The shareholders are trying to enforce the arbitration ruling in Britain, the US and the Netherlands.
In London, lawyers for Russia argued that it never submitted to the Dutch arbitration, that the UK was the wrong place to hear the case and that, regardless, it should be granted state immunity.
But those arguments were rejected on Wednesday by Mrs Justice Cockerill, a High Court judge, who denied Russia immunity and an option to appeal.
Russia can still apply directly to the Court of Appeal for permission to challenge the ruling.
Tim Osborne, chief executive of the GML shareholder group, which previously held a majority stake in Yukos through its subsidiaries, welcomed the ruling as “getting us closer to the moment when the Russian Federation will have to pay for its illegal actions”.
Before the company’s seizure, Yukos was a sprawling energy empire that produced more than a fifth of Russia’s oil, earning its owner, Mr Khodorkovsky, a vast fortune.
But Mr Khodorkovsky became a target for Mr Putin’s wrath after he accused the Russian president of presiding over corruption and accepting huge bribes during a televised meeting in 2003.
Just eight months later, Mr Khodorkovsky was arrested on the runway of a Siberian airport. He and his business partner, Platon Lebedev, were later jailed on charges of tax evasion and fraud, described by Amnesty International as “deeply flawed and politically motivated”.
Yukos, meanwhile, was stripped of its assets by the Kremlin, which sold them on to political allies.
In the years afterward, former Yukos shareholders waged a long battle to claim compensation by suing the Russian state in The Hague.
The charges were brought on the basis of the Energy Charter Treaty, an agreement signed by Russia in 1994 and designed to reassure investors over its respect for the rule of law and the rights of international investors.
In 2014, an independent tribunal overseeing that arbitration in The Hague unanimously decided that Yukos had been illegally expropriated as part of a political vendetta against Mr Khodorkovsky.

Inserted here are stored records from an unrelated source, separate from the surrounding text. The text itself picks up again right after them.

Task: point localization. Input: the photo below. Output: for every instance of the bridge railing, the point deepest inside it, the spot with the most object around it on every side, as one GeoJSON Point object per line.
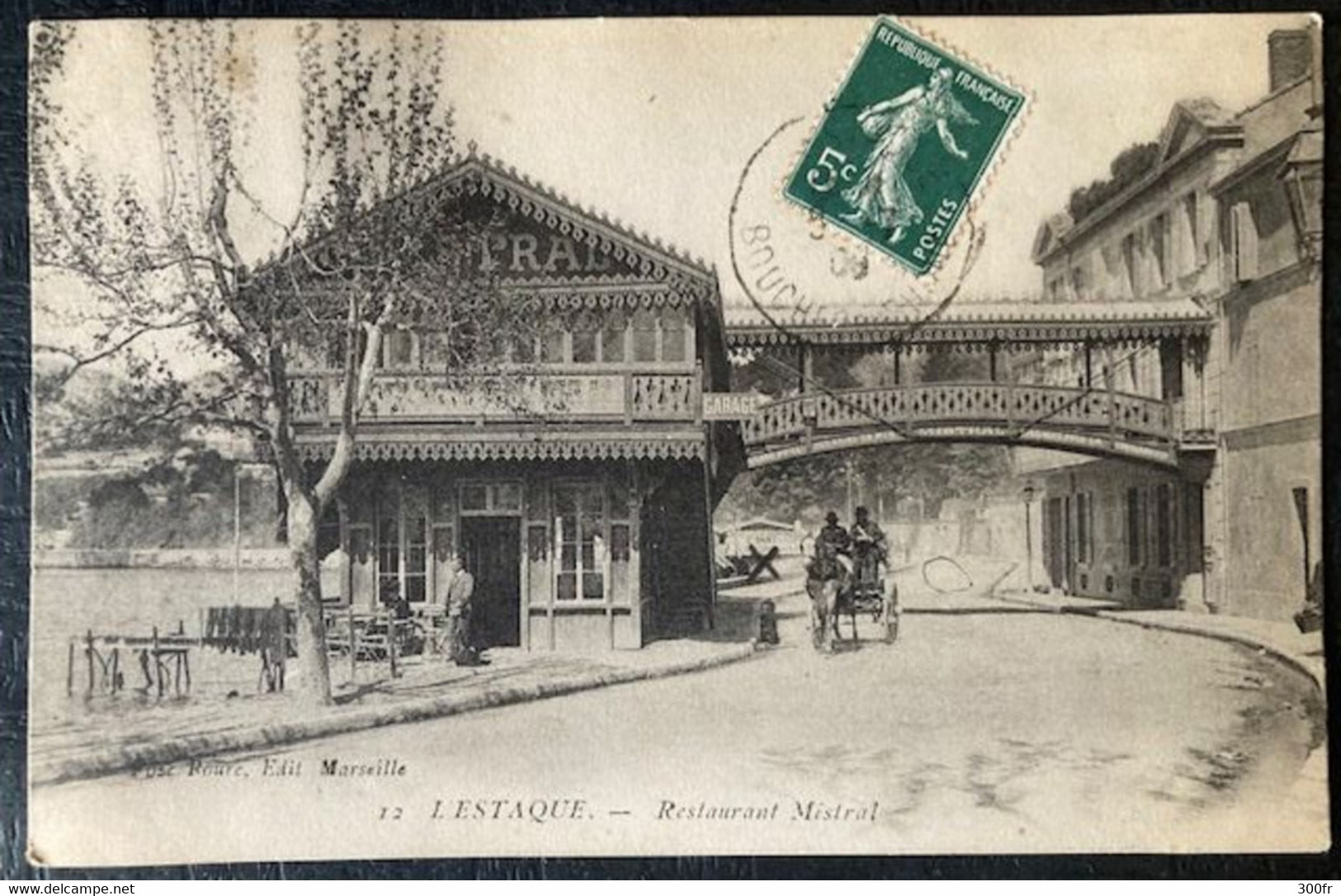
{"type": "Point", "coordinates": [1013, 405]}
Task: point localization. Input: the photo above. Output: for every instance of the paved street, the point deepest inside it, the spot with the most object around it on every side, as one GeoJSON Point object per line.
{"type": "Point", "coordinates": [986, 727]}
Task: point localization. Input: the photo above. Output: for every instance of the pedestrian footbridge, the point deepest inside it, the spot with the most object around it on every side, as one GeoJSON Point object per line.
{"type": "Point", "coordinates": [1014, 405]}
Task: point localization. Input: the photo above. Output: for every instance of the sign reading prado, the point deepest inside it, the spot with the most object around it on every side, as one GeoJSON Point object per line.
{"type": "Point", "coordinates": [731, 405]}
{"type": "Point", "coordinates": [904, 145]}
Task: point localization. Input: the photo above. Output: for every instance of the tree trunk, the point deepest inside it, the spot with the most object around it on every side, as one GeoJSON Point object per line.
{"type": "Point", "coordinates": [314, 683]}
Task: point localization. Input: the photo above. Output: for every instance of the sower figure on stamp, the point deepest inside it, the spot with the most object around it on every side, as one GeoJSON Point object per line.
{"type": "Point", "coordinates": [825, 578]}
{"type": "Point", "coordinates": [459, 595]}
{"type": "Point", "coordinates": [881, 193]}
{"type": "Point", "coordinates": [833, 538]}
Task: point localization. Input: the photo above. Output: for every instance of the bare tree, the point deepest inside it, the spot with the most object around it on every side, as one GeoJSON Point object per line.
{"type": "Point", "coordinates": [361, 251]}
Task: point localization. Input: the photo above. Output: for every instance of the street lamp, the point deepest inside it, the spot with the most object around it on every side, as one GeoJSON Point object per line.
{"type": "Point", "coordinates": [1029, 537]}
{"type": "Point", "coordinates": [1302, 179]}
{"type": "Point", "coordinates": [238, 522]}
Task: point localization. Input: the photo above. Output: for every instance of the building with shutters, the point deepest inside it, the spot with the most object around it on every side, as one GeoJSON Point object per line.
{"type": "Point", "coordinates": [581, 497]}
{"type": "Point", "coordinates": [1225, 215]}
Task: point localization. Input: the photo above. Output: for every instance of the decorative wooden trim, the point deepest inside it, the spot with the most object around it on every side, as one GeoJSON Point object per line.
{"type": "Point", "coordinates": [433, 447]}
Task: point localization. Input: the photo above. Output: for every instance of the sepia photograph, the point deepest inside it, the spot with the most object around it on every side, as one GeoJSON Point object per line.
{"type": "Point", "coordinates": [772, 436]}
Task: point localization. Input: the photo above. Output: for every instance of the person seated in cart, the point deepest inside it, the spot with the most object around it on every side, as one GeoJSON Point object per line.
{"type": "Point", "coordinates": [833, 537]}
{"type": "Point", "coordinates": [869, 548]}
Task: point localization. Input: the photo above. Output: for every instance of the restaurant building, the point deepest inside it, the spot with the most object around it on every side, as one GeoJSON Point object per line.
{"type": "Point", "coordinates": [579, 495]}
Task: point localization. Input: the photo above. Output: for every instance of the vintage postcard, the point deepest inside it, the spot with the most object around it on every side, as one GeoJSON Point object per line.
{"type": "Point", "coordinates": [633, 437]}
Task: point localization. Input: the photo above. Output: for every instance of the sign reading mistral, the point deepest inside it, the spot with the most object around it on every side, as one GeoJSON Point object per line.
{"type": "Point", "coordinates": [903, 145]}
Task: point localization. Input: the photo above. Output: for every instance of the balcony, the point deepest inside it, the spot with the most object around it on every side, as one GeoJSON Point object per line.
{"type": "Point", "coordinates": [647, 394]}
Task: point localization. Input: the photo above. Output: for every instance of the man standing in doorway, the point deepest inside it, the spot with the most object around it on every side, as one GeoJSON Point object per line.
{"type": "Point", "coordinates": [459, 595]}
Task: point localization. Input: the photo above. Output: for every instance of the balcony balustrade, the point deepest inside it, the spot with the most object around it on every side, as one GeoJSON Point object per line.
{"type": "Point", "coordinates": [515, 396]}
{"type": "Point", "coordinates": [1012, 407]}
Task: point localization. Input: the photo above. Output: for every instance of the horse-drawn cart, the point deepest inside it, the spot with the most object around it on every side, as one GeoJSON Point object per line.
{"type": "Point", "coordinates": [856, 589]}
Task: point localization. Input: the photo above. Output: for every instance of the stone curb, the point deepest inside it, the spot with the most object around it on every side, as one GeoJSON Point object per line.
{"type": "Point", "coordinates": [197, 746]}
{"type": "Point", "coordinates": [1315, 675]}
{"type": "Point", "coordinates": [1315, 672]}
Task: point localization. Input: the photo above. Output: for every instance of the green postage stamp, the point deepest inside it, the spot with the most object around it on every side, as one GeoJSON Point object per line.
{"type": "Point", "coordinates": [904, 144]}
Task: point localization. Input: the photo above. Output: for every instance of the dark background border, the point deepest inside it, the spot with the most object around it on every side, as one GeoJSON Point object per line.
{"type": "Point", "coordinates": [15, 462]}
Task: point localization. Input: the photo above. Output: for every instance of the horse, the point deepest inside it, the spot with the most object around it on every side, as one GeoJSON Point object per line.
{"type": "Point", "coordinates": [826, 593]}
{"type": "Point", "coordinates": [854, 589]}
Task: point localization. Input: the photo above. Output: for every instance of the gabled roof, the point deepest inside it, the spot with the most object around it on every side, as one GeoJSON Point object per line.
{"type": "Point", "coordinates": [1192, 126]}
{"type": "Point", "coordinates": [1188, 124]}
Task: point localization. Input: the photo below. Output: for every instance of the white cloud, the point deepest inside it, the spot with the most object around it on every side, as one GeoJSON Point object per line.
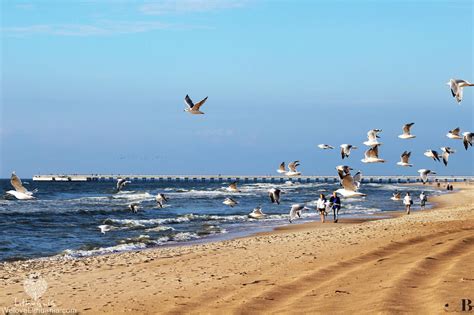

The tribunal awarded GML, the holding company representing the oil firm’s former shareholders – not including Mr Khodorkovsky, who had already passed on his stake – compensation worth $50bn (£41bn), the largest-ever payout of its kind.
However, getting the money has not proved easy as Russia has sought to challenge or evade the ruling.
A lawyer representing Russia in the London case declined to comment on Wednesday’s ruling, according to Reuters.